※本稿は、田中耕比古『仕事の「質」と「スピード」が上がる 仕事の順番』(フォレスト出版)の一部を再編集したものです。
大事な仕事のために、脳内メモリーを空ける
目の前に、深く考えたり、しっかり集中したりしないとやり切ることが難しそうな「重いタスク」と、サクッと片づけられそうな「軽いタスク」があったときに、あなたは、どちらから手をつけますか。
私の考える正解は「軽いタスクを、さっさと終わらせる」です。
人間の脳内メモリーは有限ですから、一度に多くのことを考えたり、それらを同時に処理したりするのは困難です。何かひとつの物事にあたる際には、どうしても、そのことだけに処理能力を集中させることになります。
重いタスクは、長い時間がかかりますし、高い集中力も求められます。長時間集中して仕事をするときには、あらかじめ、気が散る要素を減らしておくことが望ましいです。

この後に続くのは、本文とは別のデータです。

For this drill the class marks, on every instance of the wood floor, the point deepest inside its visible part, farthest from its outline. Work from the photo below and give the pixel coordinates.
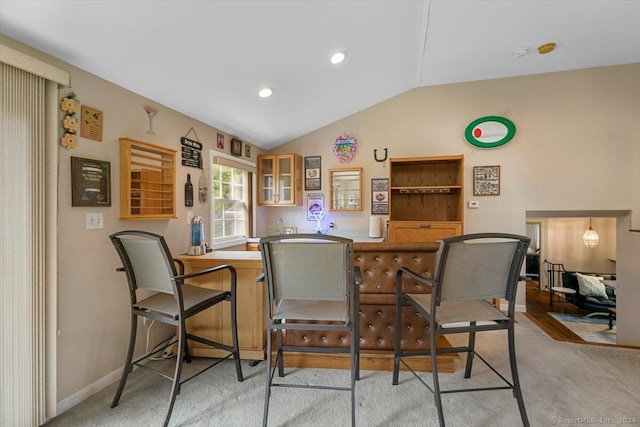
(538, 310)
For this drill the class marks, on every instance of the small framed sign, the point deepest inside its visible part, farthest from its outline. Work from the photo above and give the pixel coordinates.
(91, 123)
(90, 182)
(312, 171)
(486, 180)
(315, 206)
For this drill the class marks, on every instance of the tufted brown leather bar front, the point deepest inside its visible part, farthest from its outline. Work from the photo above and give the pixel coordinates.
(378, 264)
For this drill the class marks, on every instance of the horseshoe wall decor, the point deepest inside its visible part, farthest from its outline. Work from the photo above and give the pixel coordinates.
(375, 155)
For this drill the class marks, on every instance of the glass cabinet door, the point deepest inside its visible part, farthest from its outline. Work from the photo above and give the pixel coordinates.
(266, 174)
(279, 179)
(346, 189)
(285, 180)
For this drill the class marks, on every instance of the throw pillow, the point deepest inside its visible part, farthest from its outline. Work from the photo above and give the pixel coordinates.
(591, 286)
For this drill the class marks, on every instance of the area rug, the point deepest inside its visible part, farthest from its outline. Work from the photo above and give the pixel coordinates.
(591, 329)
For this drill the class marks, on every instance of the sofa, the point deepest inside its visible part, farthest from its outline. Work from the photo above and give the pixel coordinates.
(591, 294)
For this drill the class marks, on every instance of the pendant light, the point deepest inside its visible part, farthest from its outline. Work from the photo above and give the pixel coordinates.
(590, 237)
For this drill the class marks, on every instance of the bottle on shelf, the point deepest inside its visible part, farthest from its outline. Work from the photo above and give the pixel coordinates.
(188, 192)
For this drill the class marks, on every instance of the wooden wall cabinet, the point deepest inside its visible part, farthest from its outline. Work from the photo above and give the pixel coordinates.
(426, 202)
(147, 181)
(280, 179)
(345, 186)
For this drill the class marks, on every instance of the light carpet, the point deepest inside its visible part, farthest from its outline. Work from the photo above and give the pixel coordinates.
(563, 384)
(590, 329)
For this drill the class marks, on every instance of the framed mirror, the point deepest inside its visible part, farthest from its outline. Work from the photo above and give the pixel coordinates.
(346, 189)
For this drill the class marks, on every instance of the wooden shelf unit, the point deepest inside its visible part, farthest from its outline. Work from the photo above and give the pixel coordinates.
(147, 181)
(280, 179)
(426, 201)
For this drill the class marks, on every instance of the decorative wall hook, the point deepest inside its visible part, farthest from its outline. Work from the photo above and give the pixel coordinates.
(375, 155)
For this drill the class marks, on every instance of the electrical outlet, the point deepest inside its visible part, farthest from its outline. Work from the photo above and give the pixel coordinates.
(94, 221)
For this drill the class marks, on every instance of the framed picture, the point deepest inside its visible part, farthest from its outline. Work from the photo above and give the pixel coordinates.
(380, 196)
(236, 147)
(90, 182)
(312, 173)
(486, 180)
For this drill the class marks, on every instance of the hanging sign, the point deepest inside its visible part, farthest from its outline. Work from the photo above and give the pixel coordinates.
(490, 132)
(191, 153)
(344, 148)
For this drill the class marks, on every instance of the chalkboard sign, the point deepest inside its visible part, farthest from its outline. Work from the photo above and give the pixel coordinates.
(90, 182)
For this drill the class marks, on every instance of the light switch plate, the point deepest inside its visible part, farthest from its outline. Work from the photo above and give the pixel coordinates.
(95, 221)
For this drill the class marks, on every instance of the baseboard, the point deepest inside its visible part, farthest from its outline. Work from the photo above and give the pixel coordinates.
(88, 391)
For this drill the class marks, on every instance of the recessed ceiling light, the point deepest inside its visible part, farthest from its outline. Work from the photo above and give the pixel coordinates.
(546, 48)
(521, 52)
(338, 57)
(265, 92)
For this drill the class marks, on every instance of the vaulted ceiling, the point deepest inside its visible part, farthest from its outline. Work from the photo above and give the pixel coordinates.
(209, 59)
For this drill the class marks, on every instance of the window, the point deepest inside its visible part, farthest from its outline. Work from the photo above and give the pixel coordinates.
(230, 203)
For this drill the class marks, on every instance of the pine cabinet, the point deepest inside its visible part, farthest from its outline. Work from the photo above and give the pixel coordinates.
(426, 202)
(147, 181)
(279, 179)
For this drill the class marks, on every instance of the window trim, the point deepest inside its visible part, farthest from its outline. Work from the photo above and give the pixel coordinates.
(218, 157)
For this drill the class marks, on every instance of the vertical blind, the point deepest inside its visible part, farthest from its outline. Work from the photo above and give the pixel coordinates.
(28, 174)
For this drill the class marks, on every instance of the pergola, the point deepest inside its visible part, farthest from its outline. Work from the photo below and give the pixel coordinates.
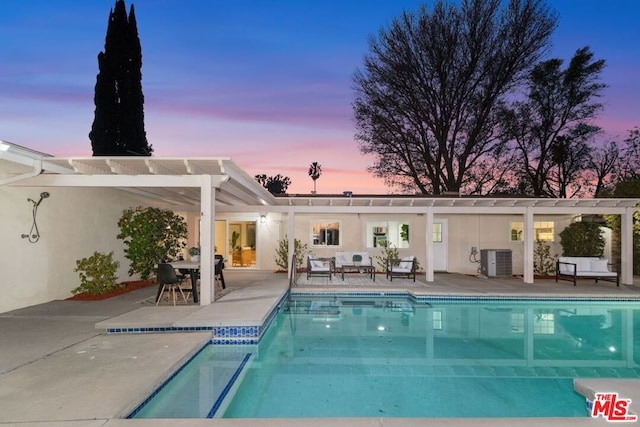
(217, 184)
(431, 206)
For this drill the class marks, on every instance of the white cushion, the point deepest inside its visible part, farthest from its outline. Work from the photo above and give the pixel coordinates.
(406, 262)
(599, 265)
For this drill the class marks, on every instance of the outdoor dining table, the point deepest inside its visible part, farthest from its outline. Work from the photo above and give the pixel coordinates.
(194, 269)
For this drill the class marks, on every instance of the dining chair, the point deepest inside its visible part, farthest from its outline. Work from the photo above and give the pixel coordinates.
(169, 282)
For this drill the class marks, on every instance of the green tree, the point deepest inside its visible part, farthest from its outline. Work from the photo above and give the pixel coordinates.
(427, 98)
(118, 124)
(550, 130)
(151, 235)
(543, 262)
(282, 253)
(582, 239)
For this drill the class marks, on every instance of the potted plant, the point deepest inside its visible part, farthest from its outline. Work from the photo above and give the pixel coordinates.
(194, 254)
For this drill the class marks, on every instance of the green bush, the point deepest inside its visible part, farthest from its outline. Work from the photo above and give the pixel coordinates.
(543, 263)
(388, 252)
(582, 239)
(97, 274)
(151, 235)
(282, 253)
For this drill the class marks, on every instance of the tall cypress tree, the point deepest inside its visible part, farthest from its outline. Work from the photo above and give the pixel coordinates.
(118, 124)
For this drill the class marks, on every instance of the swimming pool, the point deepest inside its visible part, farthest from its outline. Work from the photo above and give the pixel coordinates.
(397, 357)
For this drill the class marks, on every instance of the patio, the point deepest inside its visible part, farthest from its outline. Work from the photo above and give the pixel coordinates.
(59, 366)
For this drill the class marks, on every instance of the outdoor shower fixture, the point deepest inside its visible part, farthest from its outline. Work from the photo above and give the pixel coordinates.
(34, 233)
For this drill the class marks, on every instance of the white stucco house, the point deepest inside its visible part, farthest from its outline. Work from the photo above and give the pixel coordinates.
(227, 211)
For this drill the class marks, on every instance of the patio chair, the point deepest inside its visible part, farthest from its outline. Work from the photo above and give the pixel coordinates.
(405, 267)
(169, 282)
(319, 267)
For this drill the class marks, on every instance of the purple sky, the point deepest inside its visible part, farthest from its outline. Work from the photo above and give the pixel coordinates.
(267, 83)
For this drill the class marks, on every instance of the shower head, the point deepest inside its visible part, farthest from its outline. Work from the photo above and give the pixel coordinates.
(43, 195)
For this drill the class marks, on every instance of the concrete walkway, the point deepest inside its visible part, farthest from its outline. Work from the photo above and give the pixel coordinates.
(59, 367)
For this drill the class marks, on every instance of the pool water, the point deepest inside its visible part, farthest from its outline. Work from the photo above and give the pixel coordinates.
(393, 357)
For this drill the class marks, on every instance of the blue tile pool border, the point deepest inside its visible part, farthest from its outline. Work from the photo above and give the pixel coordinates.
(252, 334)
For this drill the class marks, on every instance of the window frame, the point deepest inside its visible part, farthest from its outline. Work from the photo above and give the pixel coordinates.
(537, 226)
(370, 236)
(325, 222)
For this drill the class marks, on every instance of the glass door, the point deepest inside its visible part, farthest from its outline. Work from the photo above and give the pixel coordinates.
(242, 243)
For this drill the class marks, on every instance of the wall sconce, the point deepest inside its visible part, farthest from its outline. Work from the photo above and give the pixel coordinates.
(34, 233)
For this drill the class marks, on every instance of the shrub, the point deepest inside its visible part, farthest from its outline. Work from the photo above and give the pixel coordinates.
(582, 239)
(388, 252)
(543, 262)
(151, 235)
(282, 253)
(97, 274)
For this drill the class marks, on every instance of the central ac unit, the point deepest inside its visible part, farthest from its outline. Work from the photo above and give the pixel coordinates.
(496, 262)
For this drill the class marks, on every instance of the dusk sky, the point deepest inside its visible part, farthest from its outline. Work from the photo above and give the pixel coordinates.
(267, 83)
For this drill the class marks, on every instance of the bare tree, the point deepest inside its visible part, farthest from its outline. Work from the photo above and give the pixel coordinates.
(315, 170)
(629, 165)
(551, 128)
(426, 100)
(604, 161)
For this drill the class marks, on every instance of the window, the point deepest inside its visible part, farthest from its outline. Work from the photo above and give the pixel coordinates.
(381, 233)
(437, 233)
(326, 233)
(543, 230)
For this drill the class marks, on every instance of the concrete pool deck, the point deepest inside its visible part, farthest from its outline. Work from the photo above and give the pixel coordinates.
(59, 367)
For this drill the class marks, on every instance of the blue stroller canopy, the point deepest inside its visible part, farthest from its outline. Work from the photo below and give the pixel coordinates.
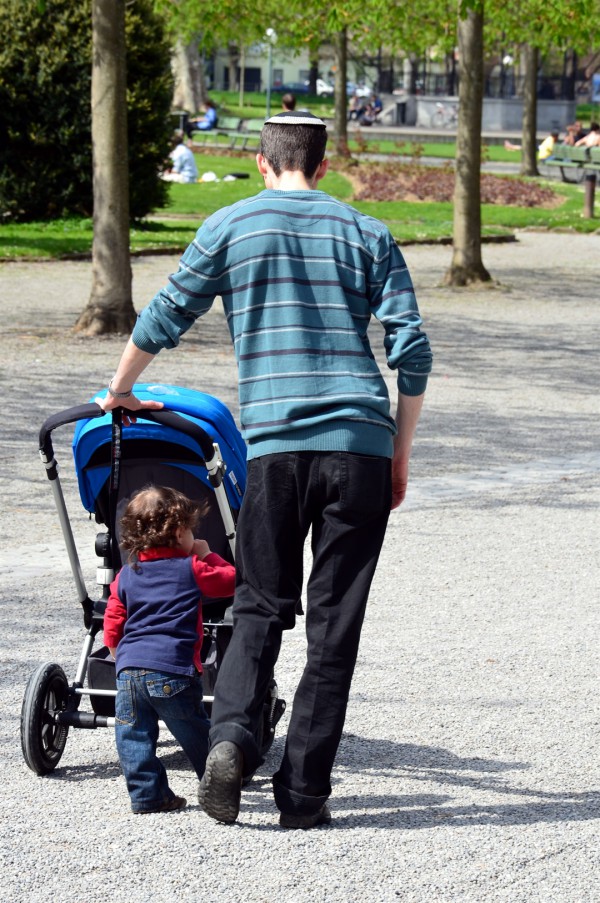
(206, 411)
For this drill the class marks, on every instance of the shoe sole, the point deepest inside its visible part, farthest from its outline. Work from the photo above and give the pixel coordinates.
(221, 787)
(304, 822)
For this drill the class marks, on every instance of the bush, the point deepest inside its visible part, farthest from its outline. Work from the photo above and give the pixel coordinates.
(45, 114)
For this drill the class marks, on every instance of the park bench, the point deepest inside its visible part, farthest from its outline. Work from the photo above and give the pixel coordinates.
(578, 164)
(228, 128)
(570, 160)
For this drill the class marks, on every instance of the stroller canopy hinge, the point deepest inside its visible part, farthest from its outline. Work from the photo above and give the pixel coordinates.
(50, 464)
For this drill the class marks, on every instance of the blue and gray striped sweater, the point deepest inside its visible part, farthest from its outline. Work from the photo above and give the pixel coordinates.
(300, 275)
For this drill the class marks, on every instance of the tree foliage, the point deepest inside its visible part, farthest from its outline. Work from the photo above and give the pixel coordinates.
(45, 116)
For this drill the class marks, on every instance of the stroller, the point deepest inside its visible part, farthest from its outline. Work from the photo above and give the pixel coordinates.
(192, 445)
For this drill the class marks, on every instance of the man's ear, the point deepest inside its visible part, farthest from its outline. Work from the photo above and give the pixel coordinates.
(261, 163)
(321, 170)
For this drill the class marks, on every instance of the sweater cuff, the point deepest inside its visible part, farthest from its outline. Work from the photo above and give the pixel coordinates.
(412, 383)
(142, 340)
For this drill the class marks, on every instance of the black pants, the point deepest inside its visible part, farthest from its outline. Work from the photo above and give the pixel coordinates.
(345, 499)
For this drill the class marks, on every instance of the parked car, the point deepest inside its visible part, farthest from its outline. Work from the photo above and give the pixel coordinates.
(291, 88)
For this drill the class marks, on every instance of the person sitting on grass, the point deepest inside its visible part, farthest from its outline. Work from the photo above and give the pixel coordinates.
(153, 628)
(207, 122)
(592, 139)
(546, 148)
(183, 163)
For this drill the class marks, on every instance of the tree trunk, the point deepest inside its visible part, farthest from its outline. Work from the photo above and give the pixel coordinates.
(313, 73)
(340, 44)
(234, 59)
(529, 133)
(110, 308)
(242, 87)
(190, 87)
(467, 265)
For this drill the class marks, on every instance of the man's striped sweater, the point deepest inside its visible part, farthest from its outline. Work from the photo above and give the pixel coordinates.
(300, 275)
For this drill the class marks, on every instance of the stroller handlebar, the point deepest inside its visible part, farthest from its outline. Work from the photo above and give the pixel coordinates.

軽いタスク、たとえば、メールを返信する、会食のお店を予約する、打ち合わせの時間を調整する、会議室を押さえる、年末調整の書類を提出する、オフィスのコーヒー豆を注文する……といった「その気になれば一瞬で終わること」は、日々の仕事のなかでたくさんあります。
そういう軽いタスクをやらないままにしておくと、重いタスクに集中できません。
たとえば、大事なお得意様向けの営業資料を作る、来年度の売上目標をエリア・支店に割り当てる、四半期ごとの生産計画の振り返りと翌四半期の計画変更をする、コストと品質のバランスを確認して仕入先を見直す……
などの「じっくり考えなければいけないこと」をやっているときに、「あ、年末調整の書類を出さなきゃ」「明日のお店を予約していない。どこにしようか……」「そういえば、コーヒー豆がなくなっちゃうなぁ」
なんてことが脳裏に浮かんでしまうと大変です。集中力も実行力も鈍ってしまい、仕事のパフォーマンスが低くなってしまいます。